Sin embargo, usted y yo sabemos distinguir nítidamente. Habiendo frente a nosotros


tantos ejemplos cotidianos de buena gente que vive para hacer el bien
desinteresadamente y por el solo placer de hacerlo, me parece un deber señalar
inequívocamente a los hijos de puta. Sin eufemismos. Porque no consideraríamos al
blanco como claro, si no lo comparásemos con la oscuridad de negro. Y precisamente
para resaltar la claridad del puro, debemos previamente mostrar "claramente" su
opuesto. Cuando murió Augusto Pinochet, a modo de ejemplo, consideré un sacrilegio
para con las almas nobles leer varios titulares que decían "murió el ex dictador" y
hasta algunos que osaron informar que "murió el ex presidente de Chile". No señor. Me
resisto a que la noticia sea publicada de otro modo que diciendo: "murió un hijo de
puta". Y vuelvo a la comparación con su concepto más parecido. Una mala persona
solo provoca dolor entre sus cercanos. Pero solamente un hijo de puta lo hace
deliberadamente y midiendo perfectamente las consecuencias. No significa esto que
solamente quienes cometen genocidios pueden ser definidos como hijos de puta. Cada
uno de nosotros tiene a la vista sus hijos de puta privados. Y nos enorgullece ser sus
víctimas, y jamás sus aliados. Eso nos diferencia y distingue. 
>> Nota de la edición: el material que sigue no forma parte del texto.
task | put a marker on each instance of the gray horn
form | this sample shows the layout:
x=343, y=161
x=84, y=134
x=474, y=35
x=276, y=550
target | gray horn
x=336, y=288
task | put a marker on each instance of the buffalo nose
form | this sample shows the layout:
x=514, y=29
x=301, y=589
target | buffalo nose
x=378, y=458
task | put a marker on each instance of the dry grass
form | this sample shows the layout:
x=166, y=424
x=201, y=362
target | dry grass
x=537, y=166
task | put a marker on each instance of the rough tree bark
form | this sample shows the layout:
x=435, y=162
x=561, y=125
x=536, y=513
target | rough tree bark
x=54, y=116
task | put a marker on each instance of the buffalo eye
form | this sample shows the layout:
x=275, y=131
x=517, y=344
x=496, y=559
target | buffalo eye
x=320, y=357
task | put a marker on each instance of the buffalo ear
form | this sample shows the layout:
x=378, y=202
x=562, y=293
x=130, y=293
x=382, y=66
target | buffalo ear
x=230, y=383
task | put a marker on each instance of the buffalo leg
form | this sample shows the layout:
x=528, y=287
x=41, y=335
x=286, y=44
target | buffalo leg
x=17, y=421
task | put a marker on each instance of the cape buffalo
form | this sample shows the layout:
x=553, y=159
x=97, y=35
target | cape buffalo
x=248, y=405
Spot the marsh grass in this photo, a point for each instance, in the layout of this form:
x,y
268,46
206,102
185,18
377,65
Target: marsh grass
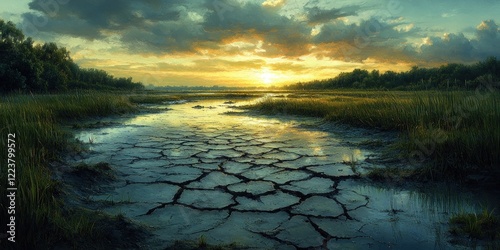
x,y
455,133
482,226
36,122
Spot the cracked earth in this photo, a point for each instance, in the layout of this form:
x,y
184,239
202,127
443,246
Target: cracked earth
x,y
262,182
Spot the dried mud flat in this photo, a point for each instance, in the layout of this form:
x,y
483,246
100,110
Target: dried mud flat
x,y
259,182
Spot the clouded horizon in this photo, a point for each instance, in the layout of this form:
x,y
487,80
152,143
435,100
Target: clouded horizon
x,y
254,43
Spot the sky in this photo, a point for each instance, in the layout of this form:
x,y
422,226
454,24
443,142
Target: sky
x,y
259,42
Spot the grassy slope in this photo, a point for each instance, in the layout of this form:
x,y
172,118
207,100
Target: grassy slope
x,y
40,140
456,132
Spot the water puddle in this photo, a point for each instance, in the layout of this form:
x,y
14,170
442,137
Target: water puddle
x,y
262,182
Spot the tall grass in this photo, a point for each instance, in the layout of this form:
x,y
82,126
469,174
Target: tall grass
x,y
35,120
455,132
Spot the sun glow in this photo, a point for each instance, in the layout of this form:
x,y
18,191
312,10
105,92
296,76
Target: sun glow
x,y
267,76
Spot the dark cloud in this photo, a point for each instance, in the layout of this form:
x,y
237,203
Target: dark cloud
x,y
451,47
458,48
487,39
212,26
357,42
316,15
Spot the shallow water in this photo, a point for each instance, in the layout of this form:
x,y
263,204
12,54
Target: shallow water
x,y
263,182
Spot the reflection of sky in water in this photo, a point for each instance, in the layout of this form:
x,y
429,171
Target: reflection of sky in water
x,y
392,214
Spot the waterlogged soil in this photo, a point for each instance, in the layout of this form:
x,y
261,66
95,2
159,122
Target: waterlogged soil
x,y
204,169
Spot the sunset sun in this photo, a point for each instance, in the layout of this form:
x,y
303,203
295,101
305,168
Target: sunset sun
x,y
267,76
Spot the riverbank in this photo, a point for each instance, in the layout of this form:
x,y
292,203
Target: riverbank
x,y
41,117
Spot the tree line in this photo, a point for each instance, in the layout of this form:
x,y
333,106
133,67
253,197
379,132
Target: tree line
x,y
450,76
26,67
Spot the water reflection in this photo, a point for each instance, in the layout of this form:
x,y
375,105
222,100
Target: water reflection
x,y
310,163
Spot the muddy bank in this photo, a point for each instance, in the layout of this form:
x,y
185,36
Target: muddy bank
x,y
260,181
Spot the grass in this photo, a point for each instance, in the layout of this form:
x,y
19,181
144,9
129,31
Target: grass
x,y
483,226
455,133
35,120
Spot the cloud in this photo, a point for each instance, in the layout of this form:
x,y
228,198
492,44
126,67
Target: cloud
x,y
458,48
233,27
487,39
316,15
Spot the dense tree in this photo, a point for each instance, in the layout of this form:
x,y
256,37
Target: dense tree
x,y
46,67
450,76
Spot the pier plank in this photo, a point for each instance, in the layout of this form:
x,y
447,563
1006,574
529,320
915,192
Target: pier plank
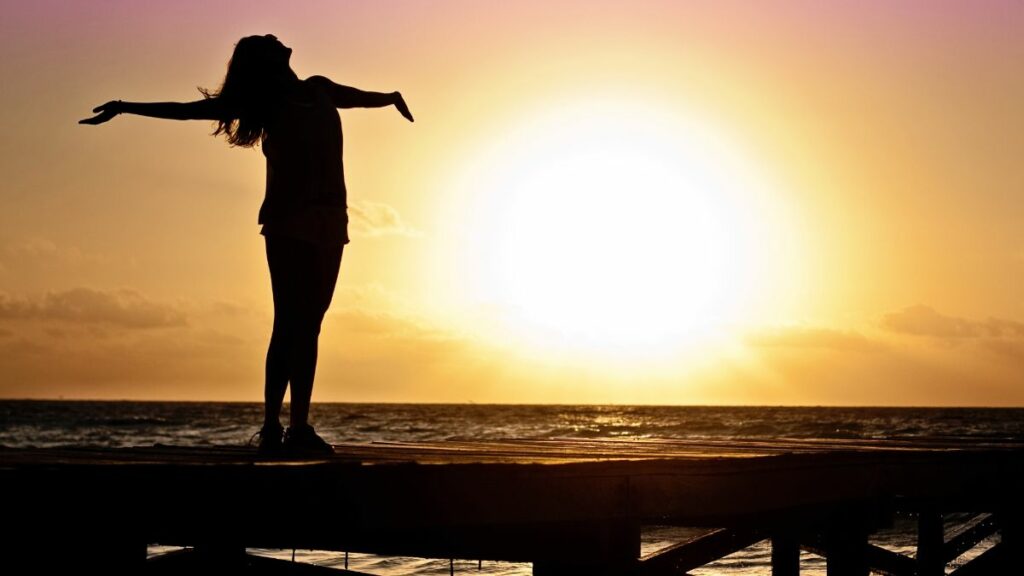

Esta serie de reflexiones solo intenta extirparnos del alma ese sentimiento impuesto
por la tradición judeo-cristiana: la culpa. Y sentimos culpa cuando sobreviene el alivio
tras la muerte de un hijo de puta. Que desconozcamos la muerte, que todo lo
desconocido nos atemorice, que nos aterrorice su sola idea, que tengamos como única
certeza humana que la muerte nos alcanzará algún día y que nos consideremos buenas
personas por no desear íntimamente la muerte de nadie no debe detenernos a la hora
de expresar nuestras reacciones ante la muerte de alguien que es el único responsable
de ser considerado un hijo de puta. Lo que sentimos es genuino, por más censuras que
nos impongan los dogmas y la tradición. Y no debemos hacerlo únicamente para evitar
psicoanalistas que nos ayuden a liberar nuestros sentimientos reprimidos. Tenemos la
obligación de marcar la diferencia entre muertos en honor a tanta buena gente cercana
o no, que se nos aleja diariamente. No es justo impartir el mismo trato generoso
a dos almas, si una es noble y la otra decidió no serlo. La muerte no nos
iguala. La muerte termina con nosotros, que es otra cosa. 
La vida, Dios, los mandatos y los titulares de los diarios no tienen derecho de actuar
tan injustamente al pretender que el natural hecho de la última exhalación provoque
automáticamente el veredicto que indica que una vida guiada por la decencia sea
considerada similar a la existencia de un hijo de puta. Cuando alguien muere injusta y
prematuramente, es válido dudar hasta de la existencia de Dios, pues la fuente de
toda justicia no tiene derecho a hacer excepciones tan dolorosas. Cuando una persona
amada por sus amados muere, es también válido sentir no solamente el dolor objetivo
que esa pérdida provoca, sino el adicional por intuir nuestra propia e inexorable
muerte futura. Pero cuando quien muere es alguien que dedicó su vida por elección
personal a hacer daño, a convertir el oro en barro, a pisar los brotes nacientes, a
traicionar confianzas, a quitarle el pan de la boca a sus hijos para entregárselo a bocas
prostituidas y una interminable lista de etcéteras, en este caso no solo podemos, sino
que debemos afirmar sin culpas ni temores: murió un hijo de puta.